Orange is the new black in flower colors. If you like black flowers and there are plenty, look at my post, ‘50 Shades of Black’.
Bright and bold orange flowers are being used more and more in gardens and hybridizers are churning out new varieties of orange flowers all the time. A few things to remember about using orange flowers is that they appear closer than they really are, making them easy to see at a distance, and orange can also make a small garden seem larger.
I love this new trend of bright orange as I was getting tired of the typical perennial border in hues of pink, blue, and lavender. Orange amps up the color impact and opens the possibilities of creating some beautiful new color combos.
The sizzling effect of the different hues of the color orange was brought home to me on my recent trip to Portland, Oregon.
Orange was front and center and it inspired me to plant more orange flowers and orange foliage plants like this peachy colored Heuchera called Peach Flambe.
Orange is a color with a very wide range of hues from peach and apricot, to copper and ochre.
According to Pantone, the global authority on color, orange expresses energy and vibrancy. Tangerine Tango was the color of the year in 2012, so maybe the trend has taken a while to catch up with the plant world. But every time I turn around, it seems like a new variety of flower that hits the market is bright orange with names like these Echinaceas – Flame Thrower, Hot Papaya, Mama Mia, Tangerine Dream, and Tiki Torch.

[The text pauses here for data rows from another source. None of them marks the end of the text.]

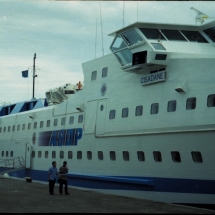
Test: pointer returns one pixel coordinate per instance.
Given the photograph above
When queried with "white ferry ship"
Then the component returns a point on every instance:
(142, 125)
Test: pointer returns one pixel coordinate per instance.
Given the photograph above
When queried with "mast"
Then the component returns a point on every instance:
(34, 76)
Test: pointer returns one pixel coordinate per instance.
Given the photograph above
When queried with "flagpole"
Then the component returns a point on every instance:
(34, 76)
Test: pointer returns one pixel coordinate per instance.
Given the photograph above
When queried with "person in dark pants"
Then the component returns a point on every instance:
(63, 178)
(52, 176)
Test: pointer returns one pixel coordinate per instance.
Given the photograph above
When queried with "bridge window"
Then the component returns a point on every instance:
(93, 76)
(139, 110)
(124, 112)
(174, 35)
(194, 36)
(89, 155)
(197, 157)
(112, 114)
(131, 37)
(211, 100)
(112, 155)
(80, 118)
(55, 122)
(100, 155)
(79, 154)
(176, 156)
(171, 106)
(104, 72)
(211, 33)
(69, 154)
(125, 155)
(53, 154)
(141, 156)
(48, 122)
(41, 124)
(153, 34)
(71, 120)
(63, 121)
(191, 103)
(157, 156)
(154, 108)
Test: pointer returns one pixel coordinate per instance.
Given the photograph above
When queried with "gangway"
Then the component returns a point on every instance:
(11, 165)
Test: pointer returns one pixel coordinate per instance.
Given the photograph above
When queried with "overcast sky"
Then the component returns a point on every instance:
(63, 33)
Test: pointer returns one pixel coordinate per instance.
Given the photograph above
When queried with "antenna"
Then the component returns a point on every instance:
(101, 28)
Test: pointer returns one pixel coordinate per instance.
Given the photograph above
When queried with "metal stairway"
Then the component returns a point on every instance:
(11, 165)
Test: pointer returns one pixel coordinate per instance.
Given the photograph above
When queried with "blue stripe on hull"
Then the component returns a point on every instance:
(128, 183)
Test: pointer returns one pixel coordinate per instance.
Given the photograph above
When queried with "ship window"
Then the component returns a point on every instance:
(191, 103)
(100, 155)
(154, 108)
(125, 155)
(53, 154)
(171, 106)
(124, 57)
(41, 124)
(71, 120)
(197, 157)
(158, 46)
(63, 121)
(55, 122)
(211, 33)
(139, 110)
(93, 76)
(112, 155)
(174, 35)
(80, 118)
(211, 100)
(118, 44)
(69, 154)
(131, 37)
(112, 114)
(194, 36)
(104, 72)
(79, 154)
(176, 156)
(61, 154)
(46, 154)
(89, 155)
(141, 156)
(124, 112)
(48, 122)
(152, 34)
(157, 156)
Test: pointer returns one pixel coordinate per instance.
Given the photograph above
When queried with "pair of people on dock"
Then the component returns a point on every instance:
(60, 176)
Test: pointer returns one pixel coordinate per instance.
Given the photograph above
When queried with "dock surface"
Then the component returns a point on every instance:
(19, 196)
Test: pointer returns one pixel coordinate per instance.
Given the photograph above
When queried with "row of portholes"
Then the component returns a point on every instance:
(176, 157)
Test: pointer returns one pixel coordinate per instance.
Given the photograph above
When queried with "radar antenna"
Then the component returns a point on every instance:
(200, 17)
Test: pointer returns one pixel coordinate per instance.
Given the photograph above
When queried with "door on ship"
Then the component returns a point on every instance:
(27, 155)
(100, 118)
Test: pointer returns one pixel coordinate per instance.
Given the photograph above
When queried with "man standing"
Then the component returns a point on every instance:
(63, 178)
(52, 176)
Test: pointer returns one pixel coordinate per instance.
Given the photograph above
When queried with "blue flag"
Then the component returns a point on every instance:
(25, 74)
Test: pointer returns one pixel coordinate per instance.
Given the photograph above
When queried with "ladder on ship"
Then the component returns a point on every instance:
(11, 165)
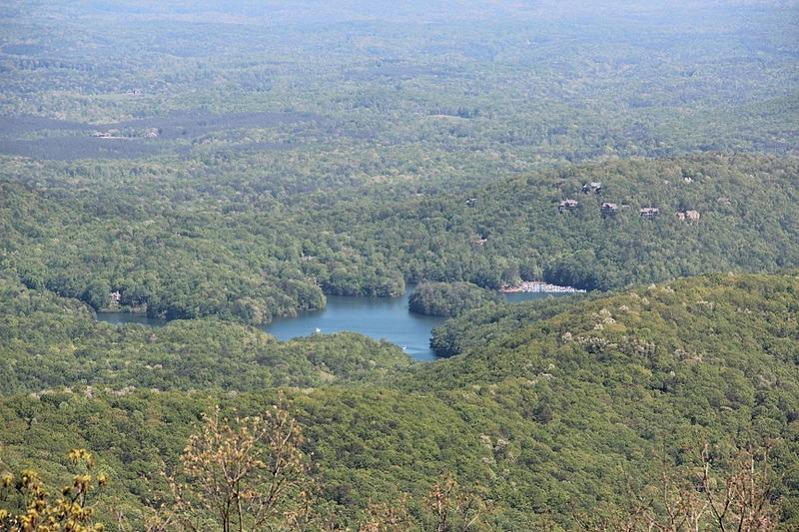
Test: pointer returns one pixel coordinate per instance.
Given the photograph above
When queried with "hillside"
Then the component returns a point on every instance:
(543, 419)
(272, 259)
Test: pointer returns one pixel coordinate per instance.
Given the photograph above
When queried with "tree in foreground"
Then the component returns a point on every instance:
(26, 505)
(248, 474)
(739, 497)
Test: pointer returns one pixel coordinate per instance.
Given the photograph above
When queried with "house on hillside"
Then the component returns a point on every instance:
(609, 209)
(594, 187)
(568, 205)
(649, 213)
(688, 216)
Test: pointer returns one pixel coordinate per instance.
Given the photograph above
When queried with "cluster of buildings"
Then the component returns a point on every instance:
(609, 209)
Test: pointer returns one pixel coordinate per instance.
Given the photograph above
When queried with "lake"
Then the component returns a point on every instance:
(378, 318)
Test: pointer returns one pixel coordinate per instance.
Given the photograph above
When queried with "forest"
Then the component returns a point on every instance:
(222, 164)
(535, 418)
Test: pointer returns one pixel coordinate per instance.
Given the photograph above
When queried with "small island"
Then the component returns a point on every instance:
(449, 299)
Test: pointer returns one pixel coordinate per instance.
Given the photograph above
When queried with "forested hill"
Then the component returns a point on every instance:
(245, 256)
(558, 417)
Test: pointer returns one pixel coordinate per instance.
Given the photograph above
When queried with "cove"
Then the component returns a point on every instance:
(379, 318)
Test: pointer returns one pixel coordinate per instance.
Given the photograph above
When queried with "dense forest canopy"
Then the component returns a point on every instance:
(222, 163)
(539, 415)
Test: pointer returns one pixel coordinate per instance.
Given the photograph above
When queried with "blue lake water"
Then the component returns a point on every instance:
(378, 318)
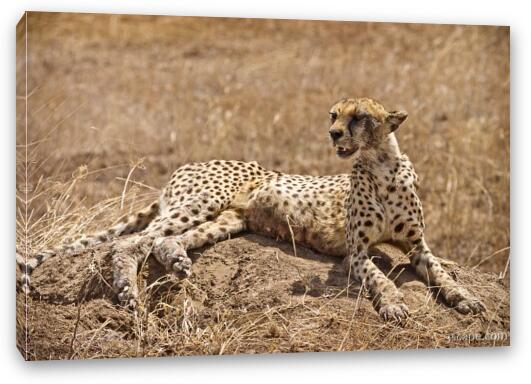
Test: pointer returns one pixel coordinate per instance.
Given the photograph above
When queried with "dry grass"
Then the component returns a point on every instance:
(106, 92)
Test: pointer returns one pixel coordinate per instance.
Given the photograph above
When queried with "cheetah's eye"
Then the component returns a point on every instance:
(353, 122)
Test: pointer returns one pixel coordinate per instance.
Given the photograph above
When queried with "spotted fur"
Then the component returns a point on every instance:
(340, 215)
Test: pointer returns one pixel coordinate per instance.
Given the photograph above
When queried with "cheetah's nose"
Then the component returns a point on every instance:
(335, 134)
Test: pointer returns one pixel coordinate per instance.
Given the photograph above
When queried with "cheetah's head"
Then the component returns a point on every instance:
(361, 124)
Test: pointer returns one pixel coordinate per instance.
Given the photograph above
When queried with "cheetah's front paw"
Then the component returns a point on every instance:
(127, 293)
(464, 302)
(394, 312)
(470, 305)
(174, 257)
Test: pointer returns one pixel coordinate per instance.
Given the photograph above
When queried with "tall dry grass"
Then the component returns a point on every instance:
(114, 98)
(107, 90)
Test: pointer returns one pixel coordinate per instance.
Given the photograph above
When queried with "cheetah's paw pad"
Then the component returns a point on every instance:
(127, 295)
(182, 266)
(394, 312)
(470, 305)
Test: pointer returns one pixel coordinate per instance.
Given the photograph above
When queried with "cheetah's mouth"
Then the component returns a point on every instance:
(346, 152)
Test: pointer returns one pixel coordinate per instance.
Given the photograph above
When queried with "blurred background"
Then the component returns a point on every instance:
(117, 102)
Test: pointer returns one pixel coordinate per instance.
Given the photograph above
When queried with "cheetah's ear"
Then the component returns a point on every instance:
(395, 118)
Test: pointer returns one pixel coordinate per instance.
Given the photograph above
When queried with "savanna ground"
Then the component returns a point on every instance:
(116, 103)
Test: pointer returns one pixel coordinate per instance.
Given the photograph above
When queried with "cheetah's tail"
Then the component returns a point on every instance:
(132, 223)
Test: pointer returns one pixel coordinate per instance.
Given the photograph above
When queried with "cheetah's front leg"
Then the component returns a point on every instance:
(171, 251)
(431, 271)
(126, 254)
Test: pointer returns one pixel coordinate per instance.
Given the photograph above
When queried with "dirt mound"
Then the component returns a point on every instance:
(247, 295)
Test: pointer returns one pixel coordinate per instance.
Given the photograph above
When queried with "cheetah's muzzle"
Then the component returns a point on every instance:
(346, 152)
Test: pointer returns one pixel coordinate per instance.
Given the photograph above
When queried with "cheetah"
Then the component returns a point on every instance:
(341, 215)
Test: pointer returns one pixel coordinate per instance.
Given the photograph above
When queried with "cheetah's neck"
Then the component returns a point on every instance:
(381, 163)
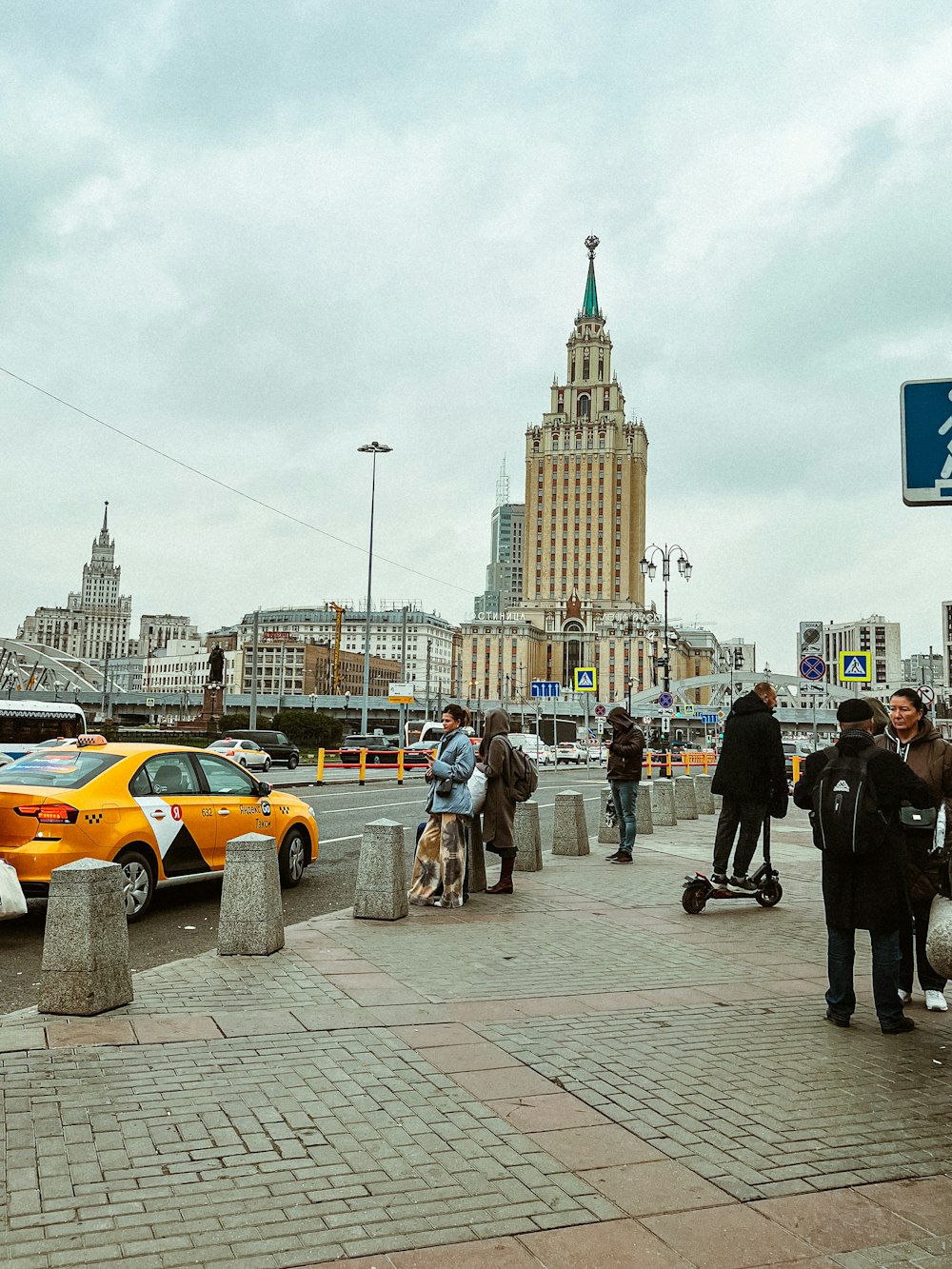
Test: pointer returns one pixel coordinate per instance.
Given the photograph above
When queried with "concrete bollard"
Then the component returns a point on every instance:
(663, 803)
(476, 858)
(570, 834)
(381, 873)
(251, 922)
(643, 811)
(704, 796)
(86, 966)
(527, 838)
(684, 797)
(609, 837)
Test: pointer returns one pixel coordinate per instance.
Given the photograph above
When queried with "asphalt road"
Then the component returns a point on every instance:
(185, 917)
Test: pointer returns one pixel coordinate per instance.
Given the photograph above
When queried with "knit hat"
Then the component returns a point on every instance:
(856, 709)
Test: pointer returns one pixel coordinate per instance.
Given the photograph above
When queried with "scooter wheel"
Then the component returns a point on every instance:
(769, 895)
(693, 899)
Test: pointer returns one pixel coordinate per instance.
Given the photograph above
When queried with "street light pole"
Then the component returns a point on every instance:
(373, 448)
(647, 570)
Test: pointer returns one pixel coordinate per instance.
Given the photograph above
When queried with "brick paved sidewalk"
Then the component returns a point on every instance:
(578, 1075)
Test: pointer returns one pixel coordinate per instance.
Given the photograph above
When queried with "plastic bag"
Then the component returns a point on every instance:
(11, 902)
(476, 785)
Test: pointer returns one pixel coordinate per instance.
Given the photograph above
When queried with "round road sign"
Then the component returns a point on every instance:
(813, 667)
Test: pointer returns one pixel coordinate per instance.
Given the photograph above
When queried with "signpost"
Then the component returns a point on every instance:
(856, 666)
(813, 667)
(925, 424)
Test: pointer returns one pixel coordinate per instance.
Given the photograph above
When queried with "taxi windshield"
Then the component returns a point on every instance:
(57, 768)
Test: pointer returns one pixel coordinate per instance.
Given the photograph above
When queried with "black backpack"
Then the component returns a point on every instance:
(525, 774)
(845, 816)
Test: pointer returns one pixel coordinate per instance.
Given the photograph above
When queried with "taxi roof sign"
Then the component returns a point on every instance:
(855, 666)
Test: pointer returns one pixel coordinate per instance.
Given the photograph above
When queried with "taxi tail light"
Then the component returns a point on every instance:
(50, 812)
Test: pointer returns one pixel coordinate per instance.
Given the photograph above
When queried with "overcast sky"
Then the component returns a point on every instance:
(259, 233)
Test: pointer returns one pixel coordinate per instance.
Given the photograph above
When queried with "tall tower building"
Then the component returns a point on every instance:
(583, 541)
(95, 621)
(585, 471)
(506, 555)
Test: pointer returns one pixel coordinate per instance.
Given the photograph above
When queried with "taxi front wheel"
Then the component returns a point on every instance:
(292, 858)
(137, 882)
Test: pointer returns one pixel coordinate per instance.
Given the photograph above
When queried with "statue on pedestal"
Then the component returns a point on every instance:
(216, 666)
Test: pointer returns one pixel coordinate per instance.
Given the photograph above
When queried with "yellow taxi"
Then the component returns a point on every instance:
(159, 811)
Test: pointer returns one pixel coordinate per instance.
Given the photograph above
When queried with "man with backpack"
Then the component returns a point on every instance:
(853, 792)
(510, 778)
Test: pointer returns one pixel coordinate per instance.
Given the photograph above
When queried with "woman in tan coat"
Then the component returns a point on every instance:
(495, 761)
(913, 736)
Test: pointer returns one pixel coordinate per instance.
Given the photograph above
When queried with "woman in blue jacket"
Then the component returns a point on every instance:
(441, 853)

Not only flowers are turning up orange, accessories are turning up the heat with eye-popping color.
Garish and striking with flaming orange shades, or subtle peachy shades paired with creams, olives, and greys, orange is a color that many designers fear and avoid. The picture below has greys and olive-green intermixed to enhance and soften the color impact. Using an orange urn was a brave choice and it worked beautifully with the right shades!
How to Use Orange for Best Effect
Here are a few pointers for designers who are hesitant to jump into the orange maelstrom.
To bring out the best in both bold and pale oranges, blend them with their color wheel complement blue. Fiery orange flowers paired with blue or lavender will make your border sizzle.
Orange is in its element in sunny, bright exposures. Choose hot orange flowers for hot sunny climates and softer peaches and apricots for regions that are a bit cooler and experience cool, cloudy weather. Soft yellow goes great with a soft peachy orange.
Because orange enhances appetite and promotes sociability(according to color studies), plant plenty of orange-flowering plants near outdoor eating areas.
Incorporate orange into your garden by using orange terra-cotta pots, copper accessories, bamboo, metal art, and orangey brick accents.
Include plants that bear orange fruits: pyracantha, sea buckthorn, and bittersweet, as well as some roses and hollies.
Bright orange can make a statement. Use it carefully!